I laughed. “We are all beautiful. Why would anyone effect a genetic alteration that wasn’t?”

“People will do strange things sometimes.”

“So I just noticed,” I teased him.

“Sometimes I think so much of what Kane and I do is strange to you. I see you sitting at the table, listening to us, and I know you cannot follow our physics. It makes me sad for you.”

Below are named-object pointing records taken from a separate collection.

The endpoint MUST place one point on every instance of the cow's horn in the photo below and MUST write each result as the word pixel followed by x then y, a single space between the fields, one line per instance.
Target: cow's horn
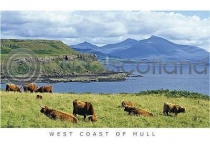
pixel 41 106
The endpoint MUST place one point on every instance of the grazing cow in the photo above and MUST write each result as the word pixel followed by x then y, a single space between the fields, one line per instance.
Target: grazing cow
pixel 84 108
pixel 32 87
pixel 38 97
pixel 54 114
pixel 45 89
pixel 137 111
pixel 128 104
pixel 12 87
pixel 172 108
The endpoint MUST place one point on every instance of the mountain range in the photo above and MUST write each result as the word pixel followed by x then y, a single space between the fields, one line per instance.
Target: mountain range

I laid my hand on top of his, pushing down my irritation with the skill of long practice. It does irritate me, this calm sensitivity of Ajit’s. It’s lovely in bed—he is gentler and more considerate, always, than Kane—but then there comes the other side, this faint condescension. “I feel sad for you.” Sad for me! Because I’m not also a scientist! I am the captain of this expedition, with master status in ship control and a first-class license as a Nurturer. On the Kepler, my word is law, with virtually no limits. I have over fifty standard-years’ experience, specializing in the nurture of scientists. I have never lost an expedition, and I need no one’s pity.

Naturally, I showed none of this to Ajit. I massaged his hand with mine, which meant that his hand massaged my crotch, and purred softly. “I’m glad you decided to show me this.”

“Actually, that is not what I wanted to show you.”

“No?”

“No. Wait here, Tirzah.”

He got up and padded, naked, to his personal locker. Beautiful, beautiful body, brown and smooth, like a slim polished tree. I could see him clearly; Ajit always makes love with the bunk lights on full, as if in sunlight. We lay in his bunk, not mine. I never take either him or Kane to my bunk. My bunk contained various concealed items that they don’t, and won’t, know about, from duplicate surveillance equipment to rarely used subdermal trackers. Precautions, only. I am a captain.

From his small storage locker, Ajit pulled a statue and turned shyly, even proudly, to show it to me. I sat up, surprised.

The statue was big, big enough so that it must have taken up practically his entire allotment of personal space. Heavy, too, from the way Ajit balanced it before his naked body. It was some sort of god with four arms, enclosed in a circle of flames, made of what looked like very old bronze.